The fertilizer that supports around half of the food we consume has become one of the leading driver of human-influenced greenhouse gas emissions, with China, India, the US, Brazil and Russia the biggest culprits, according to the new Global Nitrous Oxide (N₂O) Budget report.
When Nobel Prize-winning chemists Fritz Haber and Carl Bosch cracked the code on how to harness ('fix') plentiful but plant-inaccessible atmospheric nitrogen for agriculture use in the early 1900s, they could not have imagined that their breakthrough that changed the world would, a century later, be reaching a dangerous tipping point in terms of cost-benefit.
Nitrogen fertilizer, along with animal manure, directly produce nearly three-quarters of our N₂O emissions. Once in the atmosphere, it's 300 times more powerful in warming the planet than carbon dioxide, and will trap heat as it lingers in the atmosphere for more than a century. N₂O also eats away at the ozone layer that shields us from dangerous solar radiation. And we've boosted its presence in the atmosphere a massive 40% since 1980.
This second report of its kind, coordinated by the Global Carbon Project and featuring an international team of researchers, the Global Nitrous Oxide Budget shines a stark spotlight on where we're at with (N₂O).
“N₂O in the atmosphere contributes to global warming as well as depleting the ozone layer," said Pep Canadell from Australia's national science agency, the CSIRO. "It is a long-lived potent greenhouse gas and has been accumulating in the atmosphere since the pre-industrial period."
Nitrogenous fertilizer, used on most crops besides legumes – which can naturally fix nitrogen – produces (N₂O), the less 'famous' greenhouse gas of the big trio alongside carbon dioxide and methane.

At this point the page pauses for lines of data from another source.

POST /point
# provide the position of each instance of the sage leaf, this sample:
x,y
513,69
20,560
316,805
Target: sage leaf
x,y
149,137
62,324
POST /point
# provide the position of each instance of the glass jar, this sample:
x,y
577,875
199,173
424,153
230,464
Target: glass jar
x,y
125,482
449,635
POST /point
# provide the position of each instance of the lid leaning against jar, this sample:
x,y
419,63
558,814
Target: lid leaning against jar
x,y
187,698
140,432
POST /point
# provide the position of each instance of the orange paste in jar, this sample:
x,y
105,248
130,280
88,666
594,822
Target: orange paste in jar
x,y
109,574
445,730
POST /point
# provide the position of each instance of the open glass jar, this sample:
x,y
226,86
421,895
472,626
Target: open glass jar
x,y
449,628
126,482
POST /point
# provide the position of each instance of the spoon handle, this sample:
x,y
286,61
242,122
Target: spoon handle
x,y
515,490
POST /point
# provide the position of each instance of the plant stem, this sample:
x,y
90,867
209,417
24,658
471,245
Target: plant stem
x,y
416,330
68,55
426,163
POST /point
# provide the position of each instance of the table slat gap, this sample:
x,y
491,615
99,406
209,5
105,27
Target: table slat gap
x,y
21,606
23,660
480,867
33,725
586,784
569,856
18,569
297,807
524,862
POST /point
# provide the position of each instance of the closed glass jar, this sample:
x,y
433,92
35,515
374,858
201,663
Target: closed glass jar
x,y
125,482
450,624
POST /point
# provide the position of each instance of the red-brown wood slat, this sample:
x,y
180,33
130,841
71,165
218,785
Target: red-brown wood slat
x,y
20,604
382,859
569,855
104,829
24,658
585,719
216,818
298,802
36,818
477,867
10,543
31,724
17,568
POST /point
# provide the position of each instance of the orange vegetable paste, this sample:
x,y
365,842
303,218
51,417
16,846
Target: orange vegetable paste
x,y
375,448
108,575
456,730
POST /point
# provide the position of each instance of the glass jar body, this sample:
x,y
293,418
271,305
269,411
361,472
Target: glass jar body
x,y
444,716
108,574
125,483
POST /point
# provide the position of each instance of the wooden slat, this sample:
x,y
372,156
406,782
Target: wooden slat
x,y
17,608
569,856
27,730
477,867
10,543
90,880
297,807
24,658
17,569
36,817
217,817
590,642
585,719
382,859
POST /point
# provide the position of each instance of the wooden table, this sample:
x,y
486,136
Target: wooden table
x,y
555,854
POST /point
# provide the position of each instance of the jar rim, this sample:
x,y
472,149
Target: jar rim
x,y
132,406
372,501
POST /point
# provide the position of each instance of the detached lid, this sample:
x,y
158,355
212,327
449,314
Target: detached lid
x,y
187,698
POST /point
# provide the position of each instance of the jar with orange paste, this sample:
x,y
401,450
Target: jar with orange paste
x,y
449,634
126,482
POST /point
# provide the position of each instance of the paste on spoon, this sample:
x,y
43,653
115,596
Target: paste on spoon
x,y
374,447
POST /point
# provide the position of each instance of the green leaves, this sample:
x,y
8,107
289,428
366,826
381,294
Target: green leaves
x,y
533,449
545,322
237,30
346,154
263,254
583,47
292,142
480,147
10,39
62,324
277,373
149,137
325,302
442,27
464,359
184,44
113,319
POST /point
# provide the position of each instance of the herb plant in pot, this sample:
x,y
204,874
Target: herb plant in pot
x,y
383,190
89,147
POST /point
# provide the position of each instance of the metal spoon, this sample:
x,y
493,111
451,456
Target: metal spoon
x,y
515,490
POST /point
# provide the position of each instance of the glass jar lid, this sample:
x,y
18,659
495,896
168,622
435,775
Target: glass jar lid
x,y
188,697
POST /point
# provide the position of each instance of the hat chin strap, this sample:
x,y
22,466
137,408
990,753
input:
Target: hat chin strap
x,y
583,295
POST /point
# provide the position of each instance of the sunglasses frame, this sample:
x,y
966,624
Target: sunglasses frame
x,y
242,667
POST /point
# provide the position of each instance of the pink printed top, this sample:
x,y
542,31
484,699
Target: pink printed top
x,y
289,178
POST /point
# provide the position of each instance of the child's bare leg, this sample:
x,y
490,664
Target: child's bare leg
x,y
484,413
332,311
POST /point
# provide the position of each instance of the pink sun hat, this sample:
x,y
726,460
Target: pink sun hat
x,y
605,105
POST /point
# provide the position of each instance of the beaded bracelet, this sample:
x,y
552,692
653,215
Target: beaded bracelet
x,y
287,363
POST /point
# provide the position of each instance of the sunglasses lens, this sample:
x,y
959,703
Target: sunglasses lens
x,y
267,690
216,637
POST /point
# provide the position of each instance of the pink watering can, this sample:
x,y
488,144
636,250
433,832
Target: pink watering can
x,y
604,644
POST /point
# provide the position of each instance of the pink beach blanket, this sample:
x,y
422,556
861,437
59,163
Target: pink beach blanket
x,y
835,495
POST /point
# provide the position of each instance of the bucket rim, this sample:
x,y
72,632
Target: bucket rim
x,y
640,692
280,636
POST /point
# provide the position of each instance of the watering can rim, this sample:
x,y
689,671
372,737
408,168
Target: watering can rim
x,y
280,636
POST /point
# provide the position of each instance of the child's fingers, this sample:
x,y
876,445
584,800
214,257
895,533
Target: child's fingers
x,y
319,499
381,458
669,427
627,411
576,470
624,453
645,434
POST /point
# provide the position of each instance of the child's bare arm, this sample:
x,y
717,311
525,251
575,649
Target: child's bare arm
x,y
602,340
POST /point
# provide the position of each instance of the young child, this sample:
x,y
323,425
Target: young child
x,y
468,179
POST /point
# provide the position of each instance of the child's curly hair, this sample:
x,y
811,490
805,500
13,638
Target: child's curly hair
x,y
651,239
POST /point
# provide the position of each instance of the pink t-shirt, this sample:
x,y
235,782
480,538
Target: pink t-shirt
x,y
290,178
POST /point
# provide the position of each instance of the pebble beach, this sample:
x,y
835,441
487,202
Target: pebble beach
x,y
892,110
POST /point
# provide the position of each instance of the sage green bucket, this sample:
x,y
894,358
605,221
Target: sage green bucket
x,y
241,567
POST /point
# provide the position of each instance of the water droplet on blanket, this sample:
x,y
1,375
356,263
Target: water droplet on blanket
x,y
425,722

Temporal research reveals there is 40% more (N₂O) in the atmosphere now than 40 years ago, and if 2020 to 2022 is any indication, it's on track to get far worse.

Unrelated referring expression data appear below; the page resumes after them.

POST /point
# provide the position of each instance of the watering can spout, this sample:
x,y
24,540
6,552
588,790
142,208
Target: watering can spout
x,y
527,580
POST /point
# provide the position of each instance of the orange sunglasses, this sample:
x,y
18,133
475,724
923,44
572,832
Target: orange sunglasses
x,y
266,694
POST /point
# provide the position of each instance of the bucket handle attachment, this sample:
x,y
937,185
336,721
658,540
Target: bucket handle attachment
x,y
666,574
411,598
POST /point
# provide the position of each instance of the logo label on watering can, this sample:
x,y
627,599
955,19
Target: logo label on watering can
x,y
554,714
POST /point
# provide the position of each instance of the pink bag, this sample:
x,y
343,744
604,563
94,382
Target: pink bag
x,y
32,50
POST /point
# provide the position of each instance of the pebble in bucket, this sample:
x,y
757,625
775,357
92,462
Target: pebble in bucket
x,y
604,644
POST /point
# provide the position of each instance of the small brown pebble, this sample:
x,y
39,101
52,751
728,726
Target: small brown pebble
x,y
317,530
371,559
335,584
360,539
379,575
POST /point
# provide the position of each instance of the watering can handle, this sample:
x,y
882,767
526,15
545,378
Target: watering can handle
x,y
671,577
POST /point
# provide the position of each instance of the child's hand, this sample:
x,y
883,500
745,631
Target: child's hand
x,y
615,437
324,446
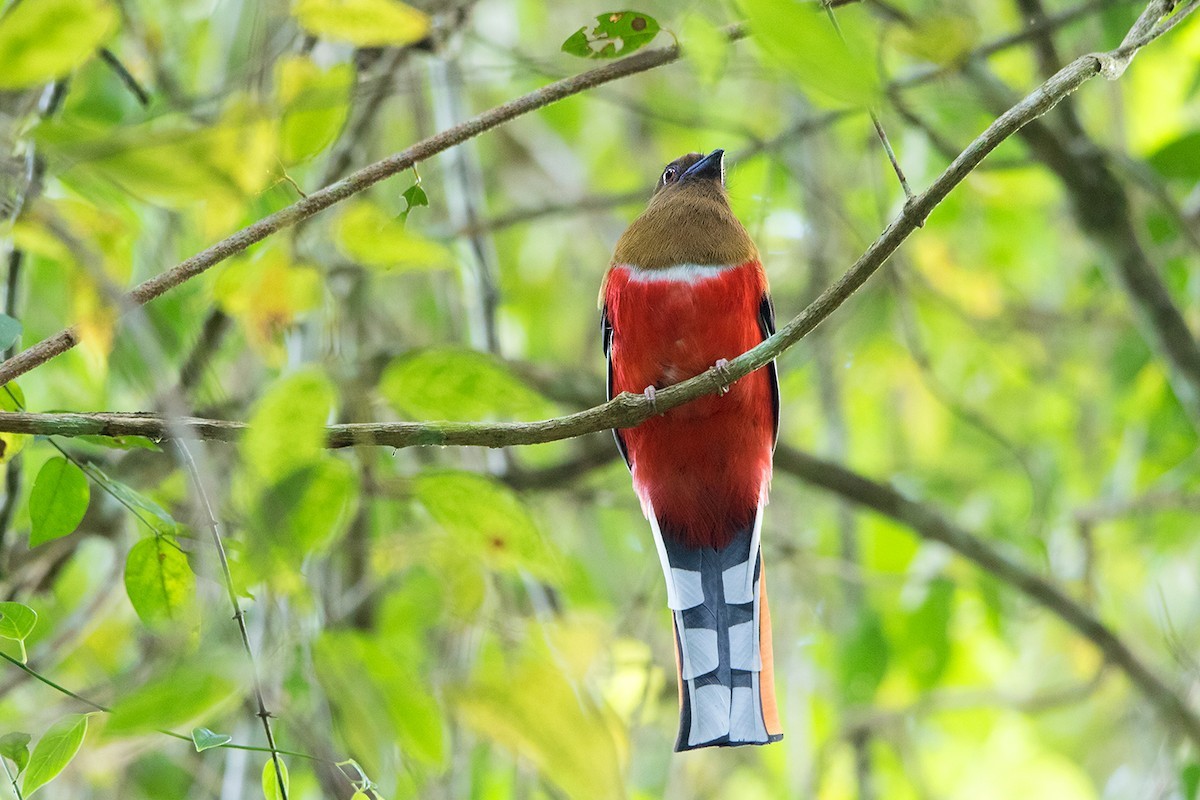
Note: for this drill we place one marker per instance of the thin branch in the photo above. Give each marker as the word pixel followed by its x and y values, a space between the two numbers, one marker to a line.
pixel 931 524
pixel 624 410
pixel 355 182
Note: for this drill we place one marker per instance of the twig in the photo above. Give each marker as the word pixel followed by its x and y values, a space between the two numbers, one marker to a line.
pixel 238 613
pixel 355 182
pixel 127 78
pixel 931 524
pixel 624 410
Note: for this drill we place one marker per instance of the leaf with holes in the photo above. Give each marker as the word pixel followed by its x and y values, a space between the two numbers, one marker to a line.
pixel 159 581
pixel 54 751
pixel 58 500
pixel 616 34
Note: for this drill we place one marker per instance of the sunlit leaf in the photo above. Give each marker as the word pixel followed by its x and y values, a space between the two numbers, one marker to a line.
pixel 17 620
pixel 12 400
pixel 287 429
pixel 45 40
pixel 159 581
pixel 365 23
pixel 58 500
pixel 455 384
pixel 531 709
pixel 315 103
pixel 54 751
pixel 267 293
pixel 927 633
pixel 172 161
pixel 370 236
pixel 799 37
pixel 205 739
pixel 174 698
pixel 616 32
pixel 485 518
pixel 307 509
pixel 863 659
pixel 15 746
pixel 379 695
pixel 271 780
pixel 1179 158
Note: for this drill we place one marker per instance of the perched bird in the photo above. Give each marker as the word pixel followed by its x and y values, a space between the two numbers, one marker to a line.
pixel 684 293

“Our report shows N₂O accumulation in the atmosphere has accelerated in the last four decades," said Canadell. "Growth rates over the past three years – from 2020-2022 – are 30% higher than any previously observed year since 1980.”
"Direct agricultural emissions" from nitrogen fertilizer and animal manure made up 74% of the anthropogenic N₂O emissions, with fossil fuel and industry, waste and wastewater, and biomass burning also contributing.
The report, which assesses global N₂O sources and sinks across 21 natural and anthropogenic categories, also shows how population demands and growing economies provide a massive trigger for these emissions.
“The once top emitter, Europe, has reduced its emissions since the 1980s by 31%, through industrial emission reductions," said study leader Hanqin Tian from Boston College. "However, emerging economies have grown in response to growing population and food demand.
“The top five country emitters by volume of anthropogenic N₂O emissions in 2020 were China (16.7%), India (10.9%), USA (5.7%), Brazil (5.3%), and Russia (4.6%)," he added.
There's an intrinsic link between climate change and agriculture and food supply. For instance, if climate variables shrink yields or degrade substrates, it's more likely we'll be using a greater amount of nitrogenous fertilizers. Which, of course, would most likely create one concerning feedback loop.
Researchers have been working to find ways producers can use these fertilizers more efficiently, to mitigate emissions without compromising yields.
“The observed atmospheric N₂O concentrations in recent years have exceeded projected levels, underscoring the importance of reducing anthropogenic N₂O emissions,” said Canadell. “For net-zero emission pathways consistent with the Paris Agreement to stabilize global temperatures below [an increase of] 2 °C (3.6 °F), anthropogenic N₂O emissions need to decline on average by around 20% by 2050 from 2019 levels.”
CSIRO initiatives underway to measure and address agriculture N₂O emissions include reducing loss of nitrogen fertilizer for cotton production, and studies on the N₂O footprint of the grains sector to make the food system more nitrogen efficient.
The Global Nitrous Oxide Budget is published in the journal Earth System Science Data.